Foto divulgação Banda de Rock Titãs

 No final dos anos 80, uma das bandas mais icônicas do rock nacional brasileiro, Os Titãs, cantava de forma entusiasta os versos “a gente não quer só comida / a gente quer comida, diversão e arte”, e ainda queremos, afinal não tem que ser uma coisa ou outra, a arte faz parte – ou deveria fazer – da formação humana, ferramenta importante para expor o que pensamos ou sentimos de maneira crítica e reflexiva. Seja produzindo ou consumindo, a arte nos ajuda a compreender o mundo a nossa volta, e ela está em tudo: no museu, nas igrejas, na favela, nas esquinas, no asfalto. Infelizmente, porém, embora ocupe todos esses espaços, e haja todo tipo de arte sendo disseminada por aí, ela ainda não é acessível a todos e o que é pior, as artes de rua, preta e periférica sofrem preconceitos de toda sorte e são quase sempre marginalizadas e diminuídas.

Foto divulgação Rapper Emicida

 Naturalmente, o Brasil é um país de grandes artistas, na música, na dança, no teatro, na literatura, no cinema, nas artes plásticas. Apesar disso, sabemos que os espaços de arte estão em grandes centros urbanos, muitas vezes longe das periferias, e pouco acessível às pequenas cidades. Promover uma descentralização desses espaços é de máxima urgência para a construção de um país mais coerente e mais justo. A exemplo do rapper Emicida, em seu projeto “AmarElo” de 2019, que virou um documentário da Netflix, em que o artista promove uma ocupação do Teatro Municipal. Ali acontece um show épico, histórico e muito simbólico, onde a pauta é a valorização da cultura preta periférica e personalidades negras importantes recebem holofotes, como a antropóloga Lélia Gonzalez e a atriz Ruth de Souza. A plateia, quase hegemonicamente ocupada pelas periferias – muitos inclusive nunca haviam pisado ali – nos ajuda a entender o que o documentário quer escancarar. Nas palavras do próprio Emicida, escolheu-se o Municipal “porque não tem uma viga, não tem uma ponte, não tem uma rua, que não tenha tido uma mão negra trabalhando”, Emicida leva a periferia para um dos berços da arte burguesa, no centro de São Paulo, como se dissesse: “Isso aqui também é de vocês.” E ali, eles produzem arte da melhor qualidade.

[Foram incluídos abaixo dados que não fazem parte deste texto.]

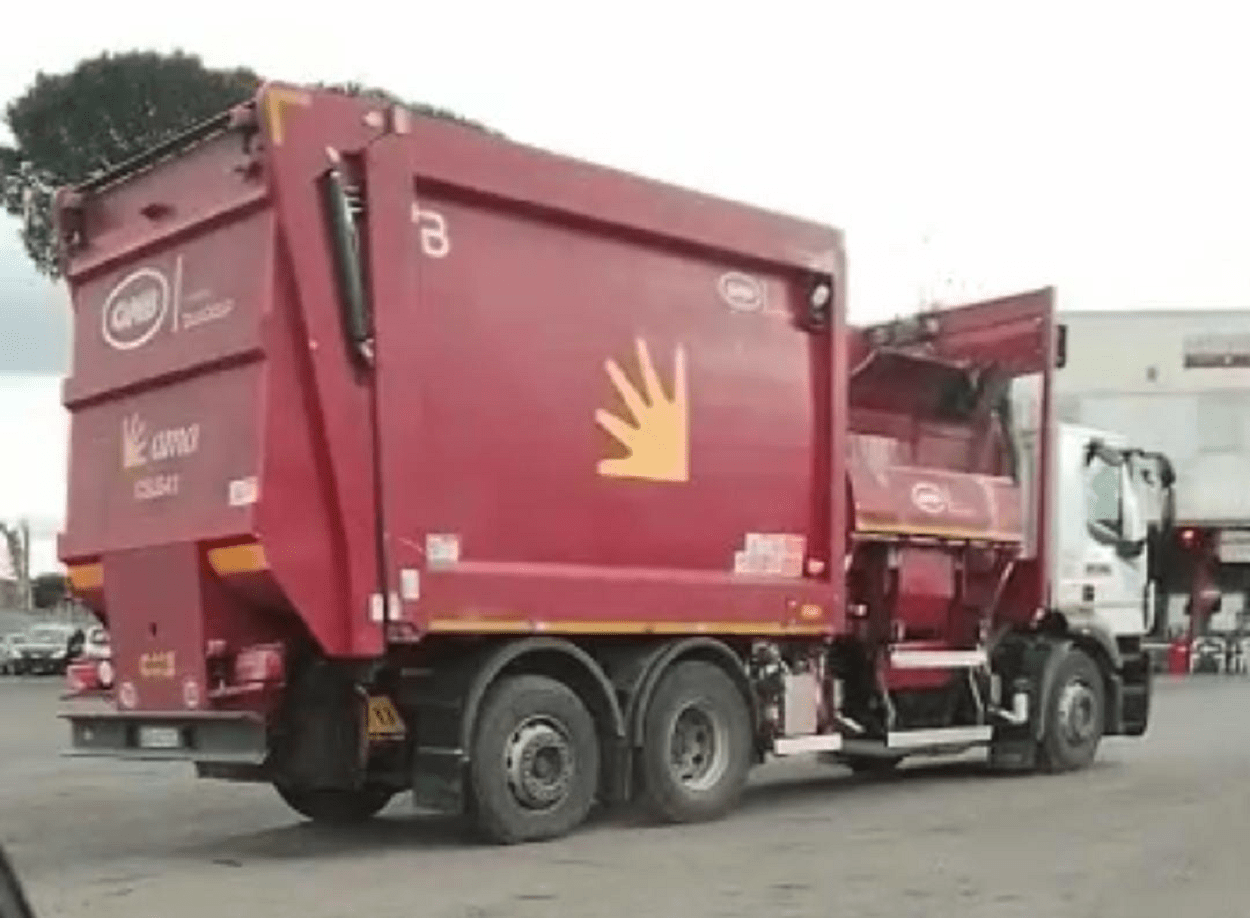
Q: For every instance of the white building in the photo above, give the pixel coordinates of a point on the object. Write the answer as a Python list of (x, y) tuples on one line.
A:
[(1179, 383)]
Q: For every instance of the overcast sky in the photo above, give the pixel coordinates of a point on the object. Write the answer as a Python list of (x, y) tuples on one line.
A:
[(966, 149)]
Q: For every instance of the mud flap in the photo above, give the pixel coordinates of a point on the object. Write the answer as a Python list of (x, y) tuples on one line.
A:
[(1138, 685), (1026, 665)]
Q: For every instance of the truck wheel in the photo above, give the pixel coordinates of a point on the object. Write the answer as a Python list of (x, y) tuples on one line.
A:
[(535, 761), (696, 744), (1075, 714), (335, 806)]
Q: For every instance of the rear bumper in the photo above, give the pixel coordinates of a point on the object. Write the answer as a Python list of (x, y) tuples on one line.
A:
[(225, 738)]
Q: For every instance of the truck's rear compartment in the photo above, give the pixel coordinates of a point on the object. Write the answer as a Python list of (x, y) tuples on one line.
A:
[(174, 297)]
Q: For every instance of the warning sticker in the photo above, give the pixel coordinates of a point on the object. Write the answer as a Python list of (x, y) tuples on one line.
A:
[(771, 554), (384, 719)]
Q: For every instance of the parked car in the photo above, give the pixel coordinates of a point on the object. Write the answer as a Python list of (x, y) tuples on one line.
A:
[(48, 648), (11, 662), (91, 673), (1208, 654)]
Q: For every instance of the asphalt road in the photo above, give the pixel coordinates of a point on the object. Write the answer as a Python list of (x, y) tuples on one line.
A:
[(1158, 827)]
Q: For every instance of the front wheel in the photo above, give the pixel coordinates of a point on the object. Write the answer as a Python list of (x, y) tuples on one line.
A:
[(535, 761), (1075, 714), (696, 744), (335, 806)]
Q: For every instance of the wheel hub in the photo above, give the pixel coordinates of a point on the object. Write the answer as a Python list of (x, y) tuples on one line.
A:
[(698, 752), (1078, 716), (540, 764)]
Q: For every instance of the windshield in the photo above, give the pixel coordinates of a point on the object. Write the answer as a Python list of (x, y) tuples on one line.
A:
[(1103, 499)]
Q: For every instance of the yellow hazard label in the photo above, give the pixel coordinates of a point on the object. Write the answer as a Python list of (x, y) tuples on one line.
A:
[(384, 721)]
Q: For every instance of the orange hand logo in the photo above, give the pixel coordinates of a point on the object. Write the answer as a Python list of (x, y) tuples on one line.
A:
[(658, 440)]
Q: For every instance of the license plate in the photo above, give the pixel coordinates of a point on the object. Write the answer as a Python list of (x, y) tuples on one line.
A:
[(160, 737)]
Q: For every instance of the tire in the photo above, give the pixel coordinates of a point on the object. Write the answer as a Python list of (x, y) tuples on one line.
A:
[(334, 806), (698, 706), (1075, 714), (534, 769)]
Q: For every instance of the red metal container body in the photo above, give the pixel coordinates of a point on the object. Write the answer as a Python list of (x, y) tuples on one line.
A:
[(598, 404)]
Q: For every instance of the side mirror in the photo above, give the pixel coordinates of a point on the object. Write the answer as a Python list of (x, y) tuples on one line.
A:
[(13, 897), (1135, 525)]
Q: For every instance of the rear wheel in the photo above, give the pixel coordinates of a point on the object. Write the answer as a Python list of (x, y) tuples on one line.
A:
[(334, 806), (535, 761), (696, 744), (1075, 714)]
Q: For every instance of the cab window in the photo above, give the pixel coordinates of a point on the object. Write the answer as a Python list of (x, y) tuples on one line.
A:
[(1104, 484)]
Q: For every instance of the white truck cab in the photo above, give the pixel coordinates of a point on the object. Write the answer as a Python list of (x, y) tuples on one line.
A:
[(1114, 512)]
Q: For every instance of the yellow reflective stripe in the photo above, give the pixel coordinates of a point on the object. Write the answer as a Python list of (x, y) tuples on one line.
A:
[(84, 577), (238, 559), (468, 625)]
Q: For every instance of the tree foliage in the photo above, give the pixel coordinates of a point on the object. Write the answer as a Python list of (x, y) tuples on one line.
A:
[(106, 109)]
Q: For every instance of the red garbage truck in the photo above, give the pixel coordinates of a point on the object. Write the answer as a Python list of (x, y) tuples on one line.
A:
[(409, 458)]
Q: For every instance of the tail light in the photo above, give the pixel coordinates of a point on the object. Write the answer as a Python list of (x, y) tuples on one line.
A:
[(89, 675), (79, 678), (260, 663)]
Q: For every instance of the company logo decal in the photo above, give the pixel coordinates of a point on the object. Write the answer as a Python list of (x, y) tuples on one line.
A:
[(928, 498), (741, 292), (656, 438), (135, 310)]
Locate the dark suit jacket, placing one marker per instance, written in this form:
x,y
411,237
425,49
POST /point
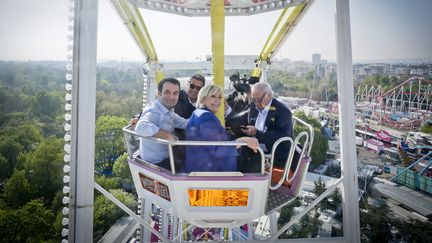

Foto divulgação Lélia Gonzalez

 É importante pontuar também que o Teatro Municipal foi palco de grandes acontecimentos históricos. A Semana da Arte Moderna de 1922, por exemplo, foi um movimento importante que promoveu uma revolução no entendimento do que é arte e, por valorizar aspectos nacionais, abriu as portas para o samba, que à época era marginalizado. Os reflexos dessa semana repercutiram em tudo o que foi feito a partir dali e até hoje os mais diversos artistas bebem das fontes modernistas. Além disso, foi nas escadarias desse mesmo teatro, em 1978, que inúmeros manifestantes negros fizeram um protesto contra a violência racial, dentre eles, Lélia Gonzalez, citada anteriormente. Ali surgiu o Movimento Negro Unificado (MNU), em plena ditadura militar. Posto isso, não é difícil perceber que, apesar de ser um lugar onde se cultua uma arte elitista, o Teatro Municipal, não raro, é cenário para diversos movimentos revolucionários na história.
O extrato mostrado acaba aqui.